To remove the flexible wiring board 4 from the housing 5, the retainer 6 is slid from the locked state (fourth position P4) to a state where movement is allowed (third position P3). In the state of the first position P1, the lower surface 542ab in the present example is substantially flat (substantially parallel to x-axis) from an inner side to a middle portion, and is then gradually sloped downward from the middle portion to an outer side (+x side) so as to have a hook shape for allowing insertion of a jig or a finger for releasing the locked state. Accordingly, the engagement is released by displacing the first locking arm part 542 outward in the width direction of the housing 5 by using a jig, for example. The flexible wiring board 4 can thereby be removed from the housing 5.
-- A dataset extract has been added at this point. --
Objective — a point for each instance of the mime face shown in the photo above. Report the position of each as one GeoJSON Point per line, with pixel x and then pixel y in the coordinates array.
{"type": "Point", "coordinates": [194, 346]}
As shown in A in FIG. 21, in a state where the flexible wiring board 4 is not yet fully inserted into the housing 5, the first locking arm part 542 is displaced outward in the width direction. In other words, in a state where the flexible wiring board 4 is not completely or correctly attached to the housing 5, the first locking arm part 542 is displaced outward. In such a displaced state, the retainer 6 cannot move (slide) from the third position P3 to the fourth position P4. Accordingly, a state where the retainer 6 is at the fourth position P4 indicates that the flexible wiring board 4 is correctly attached to the housing 5. That is, the retainer 6 also functions as a flex position assurance (FPA) member for position compensation (mating assurance).

As described above, the retainer 6 includes the bottom parts 613c, 621c, 622c. The cable harness 100 and the mating connector 7 are structured such that, when the cable harness 100 is to be inserted into the mating connector 7 and the retainer 6 is at the third position P3, the bottom parts 613c, 621c, 622c come into contact with parts of the mating connector 7 to prevent the cable harness 100 from being deeply inserted. The mating connector 7 and the cable harness 100 are structured such that, when the cable harness 100 is to be inserted into the mating connector 7 and the retainer 6 is at the fourth position P4, the bottom parts 613c, 621c, 622c mate with predetermined portions of the mating connector 7 to allow appropriate insertion of the cable harness 100 into the mating connector 7.

In other words, with the cable harness 100 of the present disclosure, that the retainer 6 is slid to the fourth position P4 that is the locked state means that (1) the flexible wiring board 4 is appropriately attached to the housing 5, and (2) the cable harness 100 can be mated with the mating connector 7. That is, that the cable harness 100 of the present disclosure is appropriately inserted into the mating connector 7 means that (3) the retainer 6 is slid to the fourth position P4 that is the locked state, and (4) the flexible wiring board 4 that is inserted is appropriately attached to the housing 5.

Heretofore, an example embodiment of the cable harness of the present disclosure has been described. In the present embodiment, a description is given taking, as an example, the mating connector 7 where the flexible wiring board 4 is substantially vertically inserted into the printed wiring board (FIG. 4), but the mating connector 7 may be a connector where the flexible wiring board 4 is substantially horizontally inserted into the printed wiring board.

It is needless to say that the cable harness 100 and the mating connector 7 described in the present embodiment can be changed as appropriate within the scope not departing from the gist of the present disclosure.